The Red Can

I’m kind of a scrooge when it comes to the Christmas season. I won’t get into the specifics, but some of the central themes of Christmas in our culture give me more indigestion than cheer. Forgive me.

One of my primary indigestion inducing locations is the shopping mall. A couple months ago I was walking the aisles and taking it all in. The setting was quite beautiful, but the idea behind the setting wasn’t. I just can’t kick the thought of our frantic consumption resting on the shoulders and worn hands of the often oppressed woman and children who make the majority of the items being sold. It would be one thing if our consumption brought us peace and hope, but based on the focused faces, glazed eyes and speed walking, it didn’t seem to. I find myself in that very same posture quite often.

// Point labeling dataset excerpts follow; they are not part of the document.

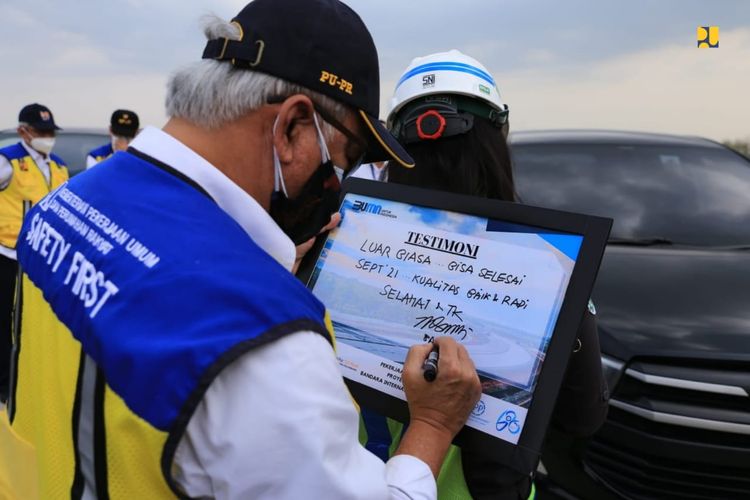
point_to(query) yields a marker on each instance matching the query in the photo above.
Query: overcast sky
(628, 64)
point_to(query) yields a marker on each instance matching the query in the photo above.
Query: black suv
(673, 302)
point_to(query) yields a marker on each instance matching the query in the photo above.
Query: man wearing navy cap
(123, 127)
(28, 171)
(188, 361)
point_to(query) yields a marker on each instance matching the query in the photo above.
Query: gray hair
(211, 93)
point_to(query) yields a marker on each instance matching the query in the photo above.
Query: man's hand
(305, 247)
(438, 409)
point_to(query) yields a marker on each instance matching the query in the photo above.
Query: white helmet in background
(438, 95)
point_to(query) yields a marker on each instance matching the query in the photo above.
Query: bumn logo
(363, 206)
(708, 37)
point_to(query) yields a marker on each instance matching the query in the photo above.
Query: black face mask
(303, 217)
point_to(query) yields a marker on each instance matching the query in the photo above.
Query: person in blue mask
(166, 348)
(448, 112)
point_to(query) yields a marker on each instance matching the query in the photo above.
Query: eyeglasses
(335, 123)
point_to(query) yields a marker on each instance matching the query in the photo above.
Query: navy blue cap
(124, 122)
(38, 116)
(322, 45)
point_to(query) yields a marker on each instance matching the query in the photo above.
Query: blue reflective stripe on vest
(102, 151)
(448, 66)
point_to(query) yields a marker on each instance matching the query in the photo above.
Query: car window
(689, 195)
(72, 147)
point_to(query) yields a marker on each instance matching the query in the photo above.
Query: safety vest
(381, 436)
(27, 183)
(101, 153)
(128, 314)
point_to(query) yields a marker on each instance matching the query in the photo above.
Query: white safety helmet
(460, 87)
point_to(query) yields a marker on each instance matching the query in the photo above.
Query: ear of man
(295, 132)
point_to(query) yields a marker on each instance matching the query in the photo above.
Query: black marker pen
(429, 368)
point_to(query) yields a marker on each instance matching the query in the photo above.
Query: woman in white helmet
(448, 113)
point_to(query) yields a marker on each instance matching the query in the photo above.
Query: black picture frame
(523, 456)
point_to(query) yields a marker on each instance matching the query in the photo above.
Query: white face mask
(120, 143)
(43, 144)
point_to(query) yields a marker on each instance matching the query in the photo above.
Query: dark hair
(475, 163)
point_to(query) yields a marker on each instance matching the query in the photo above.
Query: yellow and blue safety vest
(26, 184)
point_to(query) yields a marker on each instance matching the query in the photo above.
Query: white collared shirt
(6, 173)
(278, 423)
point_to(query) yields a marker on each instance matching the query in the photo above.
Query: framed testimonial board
(510, 282)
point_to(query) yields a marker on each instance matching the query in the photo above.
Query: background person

As we strolled along, I heard something. It was a faint sound amid the Christmas music, crying babies and noise from the nearby food court. It was as if the sound was designed to shake each of us out of our product induced daze and consider something more. Something outside of our hurried shopping lists. It was the bell that we have all heard hundreds of times. Holding the bell was an older fella with a homely smile and Santa hat. Next to him was the familiar Red Can. His smile was contagious to anyone who chose to acknowledge. So is his cause. It is just that there is such a struggle to snap out of our “daze” when we are surrounded by so many things that are counter to this cause. At the same time, when we do embrace and participate in this Cause, we begin to see this same setting not with critical eyes (as I so often struggle), but with eyes of invitation to something better. It is often in the homely smile that we see the One who invites us to turn from systemic hopelessness to renewed justice.